A tool developed at IRB Barcelona to be used by the international consortium Pan-Cancer for the analysis of human tumours

Today in the journal Nature Methods (doi:10.1038/nmeth.3289) the laboratory headed by ICREA researcher Patrick Aloy, at the Institute for Research in Biomedicine (IRB Barcelona) –based in the PCB– presents a computational tool that allows a greater understanding of the genetic causes of complex diseases such as cancer, Alzheimer's and diabetes.  

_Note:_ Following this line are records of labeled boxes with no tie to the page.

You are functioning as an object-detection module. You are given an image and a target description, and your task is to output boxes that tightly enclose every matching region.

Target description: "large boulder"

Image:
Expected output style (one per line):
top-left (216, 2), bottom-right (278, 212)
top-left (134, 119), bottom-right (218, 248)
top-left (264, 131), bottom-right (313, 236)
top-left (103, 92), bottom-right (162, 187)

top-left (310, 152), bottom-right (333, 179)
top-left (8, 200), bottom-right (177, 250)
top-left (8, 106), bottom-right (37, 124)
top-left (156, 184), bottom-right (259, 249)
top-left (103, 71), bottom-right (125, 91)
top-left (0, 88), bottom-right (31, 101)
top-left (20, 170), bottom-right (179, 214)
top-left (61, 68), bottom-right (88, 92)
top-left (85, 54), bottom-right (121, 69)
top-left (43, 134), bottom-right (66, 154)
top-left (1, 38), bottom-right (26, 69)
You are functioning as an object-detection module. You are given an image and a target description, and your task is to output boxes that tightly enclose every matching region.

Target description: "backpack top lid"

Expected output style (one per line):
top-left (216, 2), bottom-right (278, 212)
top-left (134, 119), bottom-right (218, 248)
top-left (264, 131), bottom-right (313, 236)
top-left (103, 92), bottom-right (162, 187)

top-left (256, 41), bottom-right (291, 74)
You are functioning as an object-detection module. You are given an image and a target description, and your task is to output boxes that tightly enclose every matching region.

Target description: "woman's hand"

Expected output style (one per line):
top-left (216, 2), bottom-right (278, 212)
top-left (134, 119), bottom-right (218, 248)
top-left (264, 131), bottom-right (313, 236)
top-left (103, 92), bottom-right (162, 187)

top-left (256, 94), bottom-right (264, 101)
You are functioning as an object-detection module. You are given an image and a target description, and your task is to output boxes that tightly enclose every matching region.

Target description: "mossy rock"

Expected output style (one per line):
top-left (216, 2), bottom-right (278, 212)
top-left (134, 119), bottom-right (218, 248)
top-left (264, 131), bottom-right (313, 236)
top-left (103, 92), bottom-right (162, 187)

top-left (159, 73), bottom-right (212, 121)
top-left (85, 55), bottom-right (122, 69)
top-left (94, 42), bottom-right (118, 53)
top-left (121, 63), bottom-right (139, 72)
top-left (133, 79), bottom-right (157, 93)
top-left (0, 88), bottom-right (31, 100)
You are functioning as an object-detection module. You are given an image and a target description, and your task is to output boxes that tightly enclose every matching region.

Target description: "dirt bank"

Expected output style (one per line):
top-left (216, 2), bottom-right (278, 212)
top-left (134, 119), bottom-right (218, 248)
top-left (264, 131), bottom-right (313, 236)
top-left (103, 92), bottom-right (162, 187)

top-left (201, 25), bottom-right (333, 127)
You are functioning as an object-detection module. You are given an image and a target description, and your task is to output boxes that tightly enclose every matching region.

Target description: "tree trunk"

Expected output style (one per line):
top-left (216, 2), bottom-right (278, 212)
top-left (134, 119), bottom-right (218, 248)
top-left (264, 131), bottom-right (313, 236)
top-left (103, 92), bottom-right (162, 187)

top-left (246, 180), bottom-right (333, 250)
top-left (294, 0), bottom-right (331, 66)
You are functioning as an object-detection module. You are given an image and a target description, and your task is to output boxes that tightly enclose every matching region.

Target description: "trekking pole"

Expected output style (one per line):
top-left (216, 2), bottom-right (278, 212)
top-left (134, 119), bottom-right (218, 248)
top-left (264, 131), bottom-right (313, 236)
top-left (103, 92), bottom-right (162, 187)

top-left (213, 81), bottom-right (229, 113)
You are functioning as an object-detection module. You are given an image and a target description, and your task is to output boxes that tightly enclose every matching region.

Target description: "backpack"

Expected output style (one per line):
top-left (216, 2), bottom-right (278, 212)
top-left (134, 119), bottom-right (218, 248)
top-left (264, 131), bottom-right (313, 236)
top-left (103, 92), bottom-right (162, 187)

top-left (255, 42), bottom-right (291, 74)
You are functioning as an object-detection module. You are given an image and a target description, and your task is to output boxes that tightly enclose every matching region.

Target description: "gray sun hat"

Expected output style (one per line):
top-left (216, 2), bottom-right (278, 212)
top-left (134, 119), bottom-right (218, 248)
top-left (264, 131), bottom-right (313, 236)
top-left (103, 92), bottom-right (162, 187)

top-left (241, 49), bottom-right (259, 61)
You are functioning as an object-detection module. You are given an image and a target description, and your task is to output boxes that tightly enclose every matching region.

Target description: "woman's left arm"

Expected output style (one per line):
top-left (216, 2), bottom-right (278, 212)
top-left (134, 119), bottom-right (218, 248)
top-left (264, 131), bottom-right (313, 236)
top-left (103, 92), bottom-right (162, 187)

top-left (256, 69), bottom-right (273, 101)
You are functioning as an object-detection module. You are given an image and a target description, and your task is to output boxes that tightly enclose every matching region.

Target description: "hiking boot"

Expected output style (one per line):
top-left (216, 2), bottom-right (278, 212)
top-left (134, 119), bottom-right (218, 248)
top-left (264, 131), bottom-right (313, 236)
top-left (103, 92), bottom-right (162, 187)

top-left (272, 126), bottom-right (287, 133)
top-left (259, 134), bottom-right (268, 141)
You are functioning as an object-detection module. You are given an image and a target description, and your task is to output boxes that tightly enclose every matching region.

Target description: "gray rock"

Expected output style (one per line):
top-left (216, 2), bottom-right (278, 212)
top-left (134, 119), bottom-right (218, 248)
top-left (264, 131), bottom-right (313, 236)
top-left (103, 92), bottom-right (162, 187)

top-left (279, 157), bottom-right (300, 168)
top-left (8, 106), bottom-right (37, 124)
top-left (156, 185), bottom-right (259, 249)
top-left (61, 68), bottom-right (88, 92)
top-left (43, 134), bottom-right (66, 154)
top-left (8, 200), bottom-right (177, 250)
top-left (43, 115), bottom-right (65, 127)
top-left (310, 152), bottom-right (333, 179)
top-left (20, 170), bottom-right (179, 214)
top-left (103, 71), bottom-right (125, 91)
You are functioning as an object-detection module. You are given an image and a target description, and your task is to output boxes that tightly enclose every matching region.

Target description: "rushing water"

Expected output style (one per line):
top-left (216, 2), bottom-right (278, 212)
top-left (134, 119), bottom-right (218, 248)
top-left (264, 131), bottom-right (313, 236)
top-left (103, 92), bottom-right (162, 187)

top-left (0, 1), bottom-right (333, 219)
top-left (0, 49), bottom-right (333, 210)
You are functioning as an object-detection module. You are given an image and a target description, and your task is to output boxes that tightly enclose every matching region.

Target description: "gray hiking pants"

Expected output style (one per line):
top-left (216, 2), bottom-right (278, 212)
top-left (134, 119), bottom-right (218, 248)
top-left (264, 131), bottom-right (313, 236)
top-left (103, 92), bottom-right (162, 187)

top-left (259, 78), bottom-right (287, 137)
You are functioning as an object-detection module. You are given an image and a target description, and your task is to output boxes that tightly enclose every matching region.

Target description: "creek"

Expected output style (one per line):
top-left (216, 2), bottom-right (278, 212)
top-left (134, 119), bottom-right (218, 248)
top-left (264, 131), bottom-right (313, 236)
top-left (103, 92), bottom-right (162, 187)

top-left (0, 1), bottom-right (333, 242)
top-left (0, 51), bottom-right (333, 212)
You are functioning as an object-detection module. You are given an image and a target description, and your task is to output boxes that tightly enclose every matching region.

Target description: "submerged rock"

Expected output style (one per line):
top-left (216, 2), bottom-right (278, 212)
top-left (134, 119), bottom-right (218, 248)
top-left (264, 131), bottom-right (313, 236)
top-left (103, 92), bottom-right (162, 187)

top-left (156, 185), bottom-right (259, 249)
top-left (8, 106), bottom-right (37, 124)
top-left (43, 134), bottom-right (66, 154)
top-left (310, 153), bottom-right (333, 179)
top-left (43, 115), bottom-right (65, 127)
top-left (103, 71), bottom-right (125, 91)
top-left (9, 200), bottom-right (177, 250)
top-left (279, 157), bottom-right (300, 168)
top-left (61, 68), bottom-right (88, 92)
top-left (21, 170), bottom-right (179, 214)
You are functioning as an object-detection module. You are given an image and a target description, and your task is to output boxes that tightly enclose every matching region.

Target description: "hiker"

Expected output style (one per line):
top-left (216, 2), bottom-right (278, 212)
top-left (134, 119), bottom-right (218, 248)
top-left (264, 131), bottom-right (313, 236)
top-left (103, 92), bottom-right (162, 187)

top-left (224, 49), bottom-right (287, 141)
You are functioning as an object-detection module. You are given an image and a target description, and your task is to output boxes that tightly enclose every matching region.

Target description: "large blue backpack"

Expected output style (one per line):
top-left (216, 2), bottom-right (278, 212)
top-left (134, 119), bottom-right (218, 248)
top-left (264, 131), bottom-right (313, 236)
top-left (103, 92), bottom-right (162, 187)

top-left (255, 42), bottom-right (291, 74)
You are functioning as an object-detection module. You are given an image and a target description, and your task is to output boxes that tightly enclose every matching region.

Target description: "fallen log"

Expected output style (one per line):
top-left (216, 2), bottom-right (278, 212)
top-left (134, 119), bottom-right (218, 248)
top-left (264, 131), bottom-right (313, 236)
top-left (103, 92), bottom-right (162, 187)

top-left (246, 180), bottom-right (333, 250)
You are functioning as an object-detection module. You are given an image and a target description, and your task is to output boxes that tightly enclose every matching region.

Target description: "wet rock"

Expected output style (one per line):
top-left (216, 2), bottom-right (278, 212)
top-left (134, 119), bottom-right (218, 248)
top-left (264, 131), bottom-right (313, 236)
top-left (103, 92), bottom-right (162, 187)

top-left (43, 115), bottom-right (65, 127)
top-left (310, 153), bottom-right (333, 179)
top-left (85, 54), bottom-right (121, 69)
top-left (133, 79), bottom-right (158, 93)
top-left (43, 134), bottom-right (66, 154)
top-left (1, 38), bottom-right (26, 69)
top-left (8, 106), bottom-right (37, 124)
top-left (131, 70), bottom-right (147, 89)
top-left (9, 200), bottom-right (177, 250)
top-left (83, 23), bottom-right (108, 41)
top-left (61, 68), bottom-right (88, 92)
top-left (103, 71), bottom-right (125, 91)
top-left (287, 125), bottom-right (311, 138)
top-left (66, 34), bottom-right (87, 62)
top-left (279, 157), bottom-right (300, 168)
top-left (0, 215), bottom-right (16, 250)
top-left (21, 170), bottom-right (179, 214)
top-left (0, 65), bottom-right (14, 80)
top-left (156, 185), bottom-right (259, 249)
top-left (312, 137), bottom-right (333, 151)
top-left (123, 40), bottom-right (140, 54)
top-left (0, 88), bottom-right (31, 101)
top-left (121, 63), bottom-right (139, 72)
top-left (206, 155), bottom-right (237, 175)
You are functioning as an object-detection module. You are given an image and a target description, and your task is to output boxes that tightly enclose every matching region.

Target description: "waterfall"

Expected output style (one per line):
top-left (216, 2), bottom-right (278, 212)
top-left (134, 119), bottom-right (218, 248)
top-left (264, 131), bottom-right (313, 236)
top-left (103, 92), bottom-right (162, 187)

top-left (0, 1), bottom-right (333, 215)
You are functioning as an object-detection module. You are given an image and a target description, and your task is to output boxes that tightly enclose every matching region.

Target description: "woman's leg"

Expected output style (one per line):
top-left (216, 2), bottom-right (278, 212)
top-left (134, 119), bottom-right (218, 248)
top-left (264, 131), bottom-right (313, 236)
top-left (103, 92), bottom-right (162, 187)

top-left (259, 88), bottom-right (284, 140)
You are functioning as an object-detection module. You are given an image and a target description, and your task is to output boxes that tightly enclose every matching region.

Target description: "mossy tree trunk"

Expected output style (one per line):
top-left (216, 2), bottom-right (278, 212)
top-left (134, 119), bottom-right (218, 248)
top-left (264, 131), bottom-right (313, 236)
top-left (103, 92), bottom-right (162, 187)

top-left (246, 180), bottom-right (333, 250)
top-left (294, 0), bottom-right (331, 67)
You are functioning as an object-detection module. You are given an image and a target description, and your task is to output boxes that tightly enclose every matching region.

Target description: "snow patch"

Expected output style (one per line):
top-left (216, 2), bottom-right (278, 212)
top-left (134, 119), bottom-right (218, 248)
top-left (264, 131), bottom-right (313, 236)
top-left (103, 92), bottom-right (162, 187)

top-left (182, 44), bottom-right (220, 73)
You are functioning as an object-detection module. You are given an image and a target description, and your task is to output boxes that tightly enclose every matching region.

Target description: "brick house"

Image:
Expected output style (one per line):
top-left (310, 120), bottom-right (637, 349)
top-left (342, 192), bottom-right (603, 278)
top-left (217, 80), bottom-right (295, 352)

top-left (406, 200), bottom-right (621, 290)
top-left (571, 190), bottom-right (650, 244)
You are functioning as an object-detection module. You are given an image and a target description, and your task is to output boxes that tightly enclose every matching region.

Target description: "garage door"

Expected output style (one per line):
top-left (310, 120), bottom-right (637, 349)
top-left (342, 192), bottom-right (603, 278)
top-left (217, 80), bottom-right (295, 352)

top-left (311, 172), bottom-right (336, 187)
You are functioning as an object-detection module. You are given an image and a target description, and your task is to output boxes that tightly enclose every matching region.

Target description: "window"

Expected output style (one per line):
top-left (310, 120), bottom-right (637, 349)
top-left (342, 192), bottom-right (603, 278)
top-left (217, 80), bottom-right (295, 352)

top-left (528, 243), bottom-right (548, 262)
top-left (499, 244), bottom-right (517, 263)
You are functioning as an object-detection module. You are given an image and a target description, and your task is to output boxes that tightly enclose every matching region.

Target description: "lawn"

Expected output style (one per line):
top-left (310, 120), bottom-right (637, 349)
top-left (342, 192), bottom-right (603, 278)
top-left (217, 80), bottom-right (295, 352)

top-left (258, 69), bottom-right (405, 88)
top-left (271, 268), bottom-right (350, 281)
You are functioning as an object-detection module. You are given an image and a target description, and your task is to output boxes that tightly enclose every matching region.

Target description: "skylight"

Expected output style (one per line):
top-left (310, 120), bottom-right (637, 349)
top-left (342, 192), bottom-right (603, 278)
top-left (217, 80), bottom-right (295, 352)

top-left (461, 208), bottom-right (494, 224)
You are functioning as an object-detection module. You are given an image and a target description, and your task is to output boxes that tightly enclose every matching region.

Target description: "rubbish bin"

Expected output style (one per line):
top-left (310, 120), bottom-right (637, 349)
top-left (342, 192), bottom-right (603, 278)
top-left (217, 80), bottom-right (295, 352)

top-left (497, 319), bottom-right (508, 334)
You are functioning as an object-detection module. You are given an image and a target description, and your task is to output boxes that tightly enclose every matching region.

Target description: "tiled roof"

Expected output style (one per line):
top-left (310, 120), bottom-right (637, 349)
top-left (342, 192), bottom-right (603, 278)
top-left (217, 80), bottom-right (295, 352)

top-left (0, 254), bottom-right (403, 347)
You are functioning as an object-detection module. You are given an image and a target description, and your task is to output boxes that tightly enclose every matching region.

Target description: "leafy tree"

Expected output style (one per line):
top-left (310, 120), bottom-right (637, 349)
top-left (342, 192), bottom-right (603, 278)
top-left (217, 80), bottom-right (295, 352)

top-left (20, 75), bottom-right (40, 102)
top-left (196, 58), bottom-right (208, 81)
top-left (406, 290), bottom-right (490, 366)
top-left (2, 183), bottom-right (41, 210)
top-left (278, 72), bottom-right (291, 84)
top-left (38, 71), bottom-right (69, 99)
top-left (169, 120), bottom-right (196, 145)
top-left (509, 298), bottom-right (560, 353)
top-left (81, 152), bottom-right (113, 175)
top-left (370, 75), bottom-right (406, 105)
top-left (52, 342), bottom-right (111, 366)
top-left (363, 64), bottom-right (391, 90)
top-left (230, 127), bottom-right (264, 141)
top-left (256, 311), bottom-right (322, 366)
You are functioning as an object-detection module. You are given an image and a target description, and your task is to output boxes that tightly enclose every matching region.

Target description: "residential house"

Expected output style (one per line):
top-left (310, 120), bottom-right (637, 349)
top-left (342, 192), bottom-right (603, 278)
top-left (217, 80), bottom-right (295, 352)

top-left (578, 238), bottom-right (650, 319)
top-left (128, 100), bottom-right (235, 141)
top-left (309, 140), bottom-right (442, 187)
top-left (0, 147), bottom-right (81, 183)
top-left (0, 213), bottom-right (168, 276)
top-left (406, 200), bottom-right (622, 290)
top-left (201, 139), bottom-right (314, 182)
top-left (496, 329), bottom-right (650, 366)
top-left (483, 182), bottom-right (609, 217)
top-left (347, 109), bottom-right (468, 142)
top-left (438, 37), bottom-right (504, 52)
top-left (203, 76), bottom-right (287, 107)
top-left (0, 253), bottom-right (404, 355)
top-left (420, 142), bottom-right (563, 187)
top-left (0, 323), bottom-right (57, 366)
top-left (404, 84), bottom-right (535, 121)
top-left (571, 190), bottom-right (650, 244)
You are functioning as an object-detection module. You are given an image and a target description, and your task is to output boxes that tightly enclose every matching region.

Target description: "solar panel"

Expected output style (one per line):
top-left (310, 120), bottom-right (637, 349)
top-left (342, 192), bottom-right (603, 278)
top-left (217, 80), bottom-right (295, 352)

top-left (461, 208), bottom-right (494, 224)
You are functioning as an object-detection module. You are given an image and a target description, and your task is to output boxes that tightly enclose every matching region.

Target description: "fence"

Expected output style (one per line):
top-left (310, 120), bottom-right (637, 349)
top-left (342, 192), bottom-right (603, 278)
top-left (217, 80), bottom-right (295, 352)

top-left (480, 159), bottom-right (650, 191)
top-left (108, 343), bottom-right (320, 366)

Scientists working in the Structural Bioinformatics and Network Biology Lab have included the more than 23,000 documented genetic mutations that affect the function of 2,000 proteins in an open-access web tool, and have positioned them on the map of known interactions between human proteins. dSysMap can be accessed free of charge at http://dsysmap.irbbarcelona.org , and scientists from around the world can add their data in an anonymous manner.

Developed entirely at IRB Barcelona, dSysMap (“Disease-mutations Systemic Mapping”)) provides molecular details about how mutations in certain proteins alter interactions with other proteins, thus affecting the correct funcion of cellular processes.

The tool has explained, for example, why mutations in a single protein can cause two distinct diseases or why mutations in different proteins can trigger the same condition. dSysMap includes information on 2,804 complex diseases.

“We place the mutations in a global context of biological processes, which we refer to as systems biology or network biology; by doing this, we provide a more complete view of the effects of known pathological mutations,” says Patrick Aloy, who describes dSysMap as “a hypothesis-generating system, which, in addition, provides mechanistic details at the molecular level in order to better understand complex diseases of genetic origin—which account for most diseases—such as cancer, Alzheimer’s and diabetes”.

The team has undertaken this project with funding from the EU’s 7th Framework Programme and from a Consolidator Grant awarded to Aloy by the European Research Council.